MeteoIODoc 20241005.2ccf54a9
How to write a spatial interpolation algorithm

Point measurements can be spatially interpolated by MeteoIO, through the use of interpolation algorithms. The user will then be able to choose for each meteorological parameter which interpolations could be applicable and the system will choose (through a heuristic) which one to apply at each time step (depending on the conditions of the moment, like the number of measurements).

Structure

The selection of which interpolation algorithm to use at any given time step, for a given parameter is performed by the Meteo2DInterpolator class. This class provides the interface for the spatial interpolations. The interpolation algorithms themselves derive from the InterpolationAlgorithm class that standardizes their public API (which would not be used by anything but a Meteo2DInterpolator object). It contains a getQualityRating() method that must return a quality index between 0 (algorithm not applicable) and 1 (perfect result if using this algorithm). This is currently only based on extremely simple heuristics, using general knowledge about the applicability of the various spatial interpolation methods depending on some obvious factors (number of measurement points, etc). The Meteo2DInterpolator object will call this method from all the algorithms listed by the user (in his io.ini configuration file) and keep the one that gets the highest score for interpolating the current parameter at the current time step. The interpolation is then done calling the algorithm's calculate method.

Implementation

It is therefore necessary to create in InterpolationAlgorithms.cc (and declared in the .h) a new class, named after the algorithm that will be implemented and inheriting InterpolationAlgorithm. Three methods need to be implemented:

  • a constructor that does the arguments parsing (if any);
  • double getQualityRating()
  • void calculate(Grid2DObject& grid)

The getQualityRating() method takes the meteorological parameter that will be interpolated and set the param private member to it. It then computes the private member nrOfMeasurments that contains the number of stations that have this meteorological parameter available by either calling getData(param, vecData, vecMeta), which also fills the vectors vecData and vecMeta with the available data (as double) and metadata (as StationData) or directly filling vecMeteo and vecMeta. Custom data preparation can obviously be done in this method.

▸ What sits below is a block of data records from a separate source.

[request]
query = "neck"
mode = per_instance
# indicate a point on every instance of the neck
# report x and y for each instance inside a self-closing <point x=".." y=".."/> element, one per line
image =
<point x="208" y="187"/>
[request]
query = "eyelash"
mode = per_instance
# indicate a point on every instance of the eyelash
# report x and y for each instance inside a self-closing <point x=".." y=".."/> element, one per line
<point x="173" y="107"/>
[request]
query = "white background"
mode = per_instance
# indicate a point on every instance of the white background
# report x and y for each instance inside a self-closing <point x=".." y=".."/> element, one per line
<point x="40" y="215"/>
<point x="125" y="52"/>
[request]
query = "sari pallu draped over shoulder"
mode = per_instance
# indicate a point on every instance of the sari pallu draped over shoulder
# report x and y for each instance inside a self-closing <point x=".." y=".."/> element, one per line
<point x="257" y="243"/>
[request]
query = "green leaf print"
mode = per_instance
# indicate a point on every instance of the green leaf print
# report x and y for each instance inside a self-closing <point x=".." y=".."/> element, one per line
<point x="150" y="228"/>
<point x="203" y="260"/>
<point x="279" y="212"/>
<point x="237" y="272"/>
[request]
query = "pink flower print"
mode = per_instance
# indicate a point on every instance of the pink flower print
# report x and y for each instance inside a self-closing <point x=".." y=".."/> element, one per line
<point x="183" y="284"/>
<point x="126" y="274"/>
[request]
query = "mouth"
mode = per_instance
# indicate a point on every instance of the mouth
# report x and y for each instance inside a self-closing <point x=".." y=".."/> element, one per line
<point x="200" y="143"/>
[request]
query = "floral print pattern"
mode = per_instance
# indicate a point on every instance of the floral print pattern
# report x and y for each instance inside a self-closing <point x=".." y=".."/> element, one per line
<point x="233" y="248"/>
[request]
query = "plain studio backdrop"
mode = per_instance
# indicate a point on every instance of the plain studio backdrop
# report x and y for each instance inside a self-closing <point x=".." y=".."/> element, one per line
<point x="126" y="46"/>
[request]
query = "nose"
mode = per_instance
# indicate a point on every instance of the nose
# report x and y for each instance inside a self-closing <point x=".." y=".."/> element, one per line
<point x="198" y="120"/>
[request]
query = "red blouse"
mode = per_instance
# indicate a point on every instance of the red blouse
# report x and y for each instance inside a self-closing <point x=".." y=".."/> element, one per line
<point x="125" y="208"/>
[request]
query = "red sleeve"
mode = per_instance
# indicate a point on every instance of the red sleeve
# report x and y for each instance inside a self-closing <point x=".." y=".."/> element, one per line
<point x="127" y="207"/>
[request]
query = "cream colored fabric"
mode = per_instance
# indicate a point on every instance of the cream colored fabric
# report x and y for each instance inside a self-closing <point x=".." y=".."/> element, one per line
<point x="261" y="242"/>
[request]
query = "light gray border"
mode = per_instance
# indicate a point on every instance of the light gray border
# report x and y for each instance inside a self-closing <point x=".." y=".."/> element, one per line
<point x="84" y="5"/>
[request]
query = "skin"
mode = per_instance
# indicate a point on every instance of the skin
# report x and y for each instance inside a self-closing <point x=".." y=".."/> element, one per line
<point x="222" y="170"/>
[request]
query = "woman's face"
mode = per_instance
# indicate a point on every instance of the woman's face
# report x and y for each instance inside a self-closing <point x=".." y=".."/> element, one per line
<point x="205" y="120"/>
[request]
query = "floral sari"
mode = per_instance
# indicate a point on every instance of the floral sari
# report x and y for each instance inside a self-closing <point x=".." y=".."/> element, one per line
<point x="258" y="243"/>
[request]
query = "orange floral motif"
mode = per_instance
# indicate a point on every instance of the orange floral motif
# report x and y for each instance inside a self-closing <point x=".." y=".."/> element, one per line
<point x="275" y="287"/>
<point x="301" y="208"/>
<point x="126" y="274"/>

The calculate method must properly erase and reset the grid that it receives before filling it. If necessary, (as is the case for precipitation, relative humidity and snow height, for example) the grid can be checked for min/max by calling checkMinMax() at the end of Meteo2DInterpolator::interpolate.It can also add extra information about the interpolation process (such as a regression coefficient or error estimate) to the InterpolationAlgorithm::info stringstream (which will be made available to external programs, such as GUIs).

The new class and its associated end user key must be used and its constructor called in AlgorithmFactory::getAlgorithm. It is recommended that any generic statistical spatial processing be implemented as a static class in libinterpol2D.cc so that it could be reused by other algorithms (see for example Interpol2D::IDW and IDWCore). In any case, proper doxygen documentation must be written alongside the implementation.

Documentation

The newly added interpolation algorithm must be added to the list of available algorithms in InterpolationAlgorithms.cc with a proper description. An example can also be given in the example section of the same file. Please feel free to add necessary bibliographic references to the bibliographic section!